Juvenile Drug Court: The Therapeutic Practice of Law
By:  Danny Razo

     When most attorneys begin the practice of law, they dream of making a difference in the lives of individuals.  However, they soon learn that most of the time, the practice of law is a business.  There is neither a right nor a wrong when dealing with a particular case, there is only finding a median or risking it all in a court of law.  Therefore, most attorneys become tired, frustrated, and even indifferent to the practice of law. 

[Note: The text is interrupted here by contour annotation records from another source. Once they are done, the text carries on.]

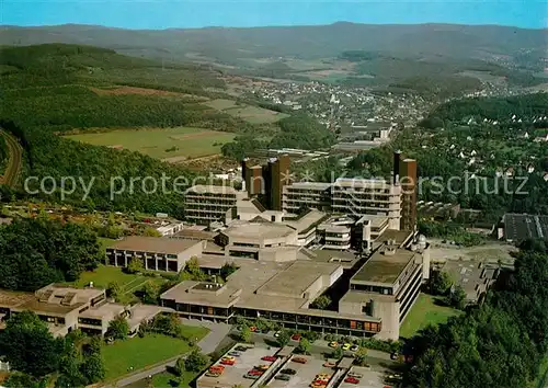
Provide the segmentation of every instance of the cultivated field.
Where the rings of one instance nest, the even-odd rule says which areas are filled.
[[[225,132],[192,127],[121,129],[67,136],[69,139],[95,146],[128,149],[173,161],[217,155],[220,147],[233,137],[233,134]]]
[[[205,105],[222,111],[235,117],[240,117],[251,124],[275,123],[288,115],[276,111],[265,110],[258,106],[237,104],[232,100],[217,99],[204,103]]]

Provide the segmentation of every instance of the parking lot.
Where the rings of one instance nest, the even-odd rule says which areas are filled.
[[[235,345],[228,353],[232,352],[236,347],[242,344]],[[250,346],[250,345],[242,345]],[[239,352],[240,356],[235,357],[235,365],[225,365],[225,372],[218,377],[209,377],[205,374],[202,375],[196,385],[198,388],[227,388],[240,385],[242,387],[251,387],[256,380],[244,378],[246,374],[259,365],[272,365],[272,362],[261,360],[264,356],[274,355],[278,351],[277,347],[249,347],[246,352]],[[220,365],[218,360],[214,365]]]
[[[300,364],[292,361],[295,357],[304,357],[307,360],[307,363]],[[288,381],[284,381],[276,379],[276,376],[279,375],[278,370],[278,373],[269,381],[267,387],[272,388],[309,387],[310,383],[315,380],[316,375],[318,374],[333,375],[335,373],[333,368],[324,367],[323,363],[324,363],[323,360],[315,358],[313,356],[294,355],[289,361],[287,361],[284,364],[284,366],[282,366],[281,370],[290,368],[294,369],[296,374],[293,375]]]
[[[362,375],[362,377],[357,378],[359,383],[345,383],[343,379],[343,381],[339,385],[339,388],[392,388],[391,385],[385,384],[385,375],[381,372],[372,370],[370,368],[361,366],[353,366],[344,378],[349,377],[349,375],[352,375],[353,373]]]

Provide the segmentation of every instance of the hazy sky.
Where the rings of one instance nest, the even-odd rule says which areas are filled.
[[[0,0],[1,24],[126,28],[358,23],[463,23],[547,27],[539,0]]]

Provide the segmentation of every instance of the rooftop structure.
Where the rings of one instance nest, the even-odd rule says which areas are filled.
[[[135,308],[109,303],[103,288],[75,288],[52,284],[35,293],[0,289],[0,323],[13,313],[26,310],[35,312],[47,322],[54,335],[66,335],[73,329],[103,335],[114,318],[132,316]],[[144,320],[153,318],[159,311],[155,306],[153,312],[134,317],[132,331],[135,333]]]
[[[504,239],[509,242],[520,242],[527,239],[548,241],[548,216],[529,214],[504,215]]]
[[[164,254],[179,254],[196,244],[193,240],[169,239],[159,237],[128,236],[113,242],[109,248],[117,251],[135,251]]]
[[[180,272],[186,261],[199,256],[204,243],[197,239],[129,236],[106,248],[106,264],[126,267],[139,260],[146,270]]]

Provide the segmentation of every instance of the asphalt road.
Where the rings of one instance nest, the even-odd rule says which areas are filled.
[[[23,161],[23,149],[19,141],[10,134],[4,130],[0,130],[0,134],[5,139],[5,145],[8,146],[8,151],[10,152],[10,159],[3,176],[0,178],[0,183],[7,184],[9,186],[14,186],[18,183],[19,172],[21,171],[21,164]]]

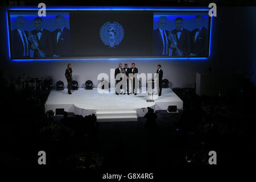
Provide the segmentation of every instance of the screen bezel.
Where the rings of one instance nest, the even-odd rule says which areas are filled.
[[[110,8],[110,7],[105,7],[106,9]],[[206,9],[199,9],[195,8],[195,9],[183,9],[177,10],[176,9],[161,9],[160,8],[159,9],[148,9],[148,10],[146,8],[144,9],[139,9],[139,7],[133,7],[132,9],[125,9],[125,7],[118,7],[117,9],[114,9],[114,7],[111,7],[111,10],[104,10],[102,8],[98,8],[97,9],[92,9],[92,8],[87,7],[86,9],[69,9],[68,7],[65,8],[55,8],[55,9],[47,9],[47,11],[50,11],[50,12],[69,12],[69,13],[74,13],[74,12],[78,12],[81,11],[86,11],[86,12],[95,12],[95,11],[100,11],[102,13],[113,13],[113,11],[115,11],[116,13],[123,13],[123,11],[129,11],[130,13],[133,12],[137,12],[138,11],[142,11],[144,13],[150,13],[152,14],[152,18],[154,18],[154,13],[179,13],[184,12],[184,13],[208,13],[208,10]],[[121,10],[122,8],[123,9]],[[34,12],[36,13],[38,11],[38,9],[32,9],[31,8],[24,8],[24,9],[9,9],[7,10],[7,32],[8,32],[8,41],[9,41],[9,58],[10,60],[13,61],[40,61],[40,60],[102,60],[102,59],[109,59],[109,60],[113,60],[113,59],[197,59],[197,60],[205,60],[205,59],[208,59],[210,57],[210,45],[211,45],[211,36],[212,36],[212,16],[209,17],[208,19],[208,42],[209,44],[208,44],[208,56],[188,56],[188,57],[178,57],[178,56],[172,56],[170,57],[168,56],[93,56],[93,57],[76,57],[76,56],[72,56],[72,57],[47,57],[47,58],[26,58],[26,59],[18,59],[13,57],[13,50],[11,49],[11,47],[12,47],[11,45],[11,34],[10,31],[11,31],[11,22],[10,22],[10,13],[16,13],[16,12]]]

     However, there are some practice areas that give attorneys an opportunity to truly make a significant impact in the lives of others.  For example, the juvenile drug court system is a very unique system which allows an attorney to become part of a team of individuals that includes judges, prosecutors, defense attorneys, probation officers, compliance officers, bailiffs, and juvenile drug executive directors.  As a team member, the attorney must not only advise their juvenile clients of their legal rights, but they must also take into account the opinions of the other team members when making decisions for their juvenile clients.  For example, no attorney would want his or her client to give up the right to remain silent, but when an attorney steps back and realizes that their client is only a child whose parents may be unable or unwilling parents, the attorney must then find a balance of protecting their juvenile client’s rights and protecting them from harms such as drug addiction.  For example, when you are dealing with a juvenile client who is “spooking” (using illegal inhalants) and there is truly no way for a probation officer to determine whether or not the juvenile is under the influence of drugs, as the attorney, your initial inclination would be to advise your juvenile client to not give up their right to remain silent.  On the other hand, the attorney must appreciate that the juvenile client will receive necessary treatment if they were to give up their right to remain silent. 

     When a juvenile is known to be relapsing with a drug addiction, the juvenile drug court team meets and determines what is in the best interest of the child.  The team usually meets weekly before a juvenile drug court session to discuss the treatment needs of all the children in juvenile drug court.  Some of the reoccurring issues are drug test failures, low grades, non-compliance with court orders, negative attitude, refusal to take medications, and parental non-compliance.  The judge will ask the prosecutor what they would like do with the case.  Basic answers for any prosecutor would be to modify the probation or revoke the probation of the juvenile.  The judge will then consult with the other team members who would either agree with the prosecutor or argue for alternative treatments.  Interestingly, team members do not always follow their traditional role in the practice of law.  For example, the defense attorney could suggest that their juvenile client be detained for their own safety or because of other confidential issues that the defense attorney is aware of, such as an unstable home environment or other potential harm, while the prosecutor could be satisfied with a minor punishment of extended community service hours. 

     As a practitioner in juvenile drug court, the attorney is spending time getting to know their juvenile client on a more personal basis, using their counseling skills to learn what has lead the juvenile to this point of their life.  Many juveniles in this situation suffer from an unstable home environment including parental abandonment, whether purposefully or unintentional because of detainment in prison.  In addition, some parents lack the necessary parenting skills that can lead to neglect or child abuse.  One program that TYLA has implemented is the “The Little Voice,” which helps the public identify and report child neglect or abuse that can sometimes lead a child to drug abuse.  Another issue that sometimes leads juveniles to drug abuse is lack of self-esteem due to bullying, peer pressure, or dealing with a traumatic event.  Another great program offered by TYLA is R U Safe?,” which in part helps elementary, middle school and high school students deal with cyber bullying.  Therefore, as an attorney, if you cannot participate in a juvenile drug court in your area, you can still make a difference by helping to present projects like “The Little Voice” and “R U Safe” in your community.